NEW DELHI: “Dissent is agreeable, disintegration is not,” said Minister of I&B, Urban Development and Housing Venkaiah Naidu at the India Today Conclave in Mumbai on Friday.

Naidu was responding to a question on whether freedom of expression was under attack in India. “There are only 6–7 universities where things are happening while everyone at more than 700 universities in India is studying,” he said in reference to unrest at certain universities in the country.

“Taking the law in their own hands is condemnable, but you must understand there is a reaction when sentiments are hurt,” he said in connection with the attack on the sets of the film ‘Padmavati’ recently, adding that freedom of expression cannot be absolute.

Naidu said that, through plans such as Smart Cities, AMRUT and Swacha Bharat, the union government was trying to transform cities in the country. “The funding available to states from the central government has increased to almost 50% of the central share,” he said.

Regarding the perceived slow pace of urban rejuvenation, the minister put the ball in the court of the states. The state governments and urban bodies were responsible for implementation while the union government could only provide funding, he said.

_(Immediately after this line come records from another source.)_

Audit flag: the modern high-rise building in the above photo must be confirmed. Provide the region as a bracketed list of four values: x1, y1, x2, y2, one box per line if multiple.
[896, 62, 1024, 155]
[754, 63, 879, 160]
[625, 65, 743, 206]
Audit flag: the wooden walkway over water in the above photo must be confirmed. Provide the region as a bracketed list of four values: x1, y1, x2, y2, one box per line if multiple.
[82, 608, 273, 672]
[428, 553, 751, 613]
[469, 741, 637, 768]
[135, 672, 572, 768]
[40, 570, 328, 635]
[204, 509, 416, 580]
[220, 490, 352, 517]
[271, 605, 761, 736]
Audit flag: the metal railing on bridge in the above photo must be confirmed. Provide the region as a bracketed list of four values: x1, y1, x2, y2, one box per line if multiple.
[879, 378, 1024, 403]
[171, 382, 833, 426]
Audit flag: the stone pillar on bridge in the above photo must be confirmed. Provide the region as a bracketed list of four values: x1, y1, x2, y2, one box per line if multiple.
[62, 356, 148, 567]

Naidu also stressed the participatory nature of the government’s urban development. “Under the smart city projects, we are ensuring that residents are stakeholders in the urban development process,” he said, adding, “cities have been told to be creditworthy because they will have to raise resources for their development.”

The minister cited massive migration from rural to urban areas in the cities as a major challenge, adding, on a lighter note, that he too had moved from the rural development to the urban development ministry. “It is a process that will happen and can’t be stopped,” he said.

Describing 1975 as a watershed year in his life—the year the Emergency was imposed and he was arrested and jailed—the minister also drew a connection with the launch of India Today magazine in the same year.